The state needs to do a lot more to enable convicted persons to reintegrate into society once they are released from prison, lawmakers said on Monday.
The recidivism rate in Cyprus is between 12 to 15 per cent, MPs heard during a discussion at the House human rights committee.
The major problem with rehabilitation is that there are virtually no measures in place to ease ex-convicts’ transition back to civilian life.
“There is a gap that does not allow them to adapt later on, be it for matters relating either to the family or to society in general,” said committee chair Stella Kyriakidou (Disy).
MPs will ask the justice minister to raise the ‘diligence allowance’ given to inmates for work done inside the prison.
Currently the allowance ranges from €1.79 to €3.84 a day.
Lawmakers also called for a reconsideration of the practice of freezing all public assistance to persons once they are incarcerated.
This related to Guaranteed Minimum Income, among others.

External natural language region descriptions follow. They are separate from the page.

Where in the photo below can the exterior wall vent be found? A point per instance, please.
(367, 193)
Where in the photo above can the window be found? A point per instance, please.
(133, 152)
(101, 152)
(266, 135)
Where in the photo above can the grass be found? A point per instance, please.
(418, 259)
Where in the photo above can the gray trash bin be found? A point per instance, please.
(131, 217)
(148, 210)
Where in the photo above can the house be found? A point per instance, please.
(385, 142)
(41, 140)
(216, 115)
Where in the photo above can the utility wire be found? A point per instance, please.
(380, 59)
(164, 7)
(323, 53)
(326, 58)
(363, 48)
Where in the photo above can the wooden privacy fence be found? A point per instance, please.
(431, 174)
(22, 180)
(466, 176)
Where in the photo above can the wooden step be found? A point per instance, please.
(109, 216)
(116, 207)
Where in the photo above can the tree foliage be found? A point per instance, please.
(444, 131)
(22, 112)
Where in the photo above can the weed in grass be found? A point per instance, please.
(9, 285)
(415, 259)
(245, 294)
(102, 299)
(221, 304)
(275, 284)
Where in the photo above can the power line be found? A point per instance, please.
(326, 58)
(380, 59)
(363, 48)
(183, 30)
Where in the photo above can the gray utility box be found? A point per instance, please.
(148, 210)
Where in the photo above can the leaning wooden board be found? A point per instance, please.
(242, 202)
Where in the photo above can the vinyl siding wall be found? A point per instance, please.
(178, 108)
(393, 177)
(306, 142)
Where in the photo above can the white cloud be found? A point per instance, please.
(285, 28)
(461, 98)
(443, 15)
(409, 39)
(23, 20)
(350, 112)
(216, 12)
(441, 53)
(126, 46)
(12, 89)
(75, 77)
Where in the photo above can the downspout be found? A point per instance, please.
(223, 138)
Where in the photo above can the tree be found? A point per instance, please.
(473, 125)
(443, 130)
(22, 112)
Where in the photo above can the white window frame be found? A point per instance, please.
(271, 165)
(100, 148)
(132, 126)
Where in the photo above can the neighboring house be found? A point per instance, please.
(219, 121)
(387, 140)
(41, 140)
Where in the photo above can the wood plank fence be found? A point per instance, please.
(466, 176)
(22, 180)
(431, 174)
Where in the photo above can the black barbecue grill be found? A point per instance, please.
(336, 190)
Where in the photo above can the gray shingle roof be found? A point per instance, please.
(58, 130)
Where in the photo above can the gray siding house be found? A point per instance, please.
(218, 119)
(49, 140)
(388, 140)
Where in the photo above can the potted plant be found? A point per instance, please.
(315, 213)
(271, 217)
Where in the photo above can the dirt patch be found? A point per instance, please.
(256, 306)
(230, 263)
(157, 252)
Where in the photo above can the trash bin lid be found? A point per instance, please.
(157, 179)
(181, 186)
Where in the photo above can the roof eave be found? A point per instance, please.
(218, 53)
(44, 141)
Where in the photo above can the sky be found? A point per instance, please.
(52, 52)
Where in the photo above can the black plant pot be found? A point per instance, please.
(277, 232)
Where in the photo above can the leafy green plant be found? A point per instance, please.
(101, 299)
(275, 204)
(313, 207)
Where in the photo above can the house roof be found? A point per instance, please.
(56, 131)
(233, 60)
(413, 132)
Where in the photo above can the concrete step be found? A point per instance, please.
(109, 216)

In addition, a way should be found to automatically reactivate the granting of public assistance to eligible persons once they are released from jail, as currently these individuals have to re-apply for benefits.
According to Kyriakidou, in Cyprus there is no rehabilitation programme monitoring persons after they have been released.
The committee will therefore ask the ministries of justice and labour to draft legislation creating a dedicated reintegration department.
Another way of helping would be for the state to provide incentives to employers to hire ex-convicts.
For her part, Akel deputy Skevi Koukouma argued that the financial cost of reintegration is lower than the cost of imprisonment.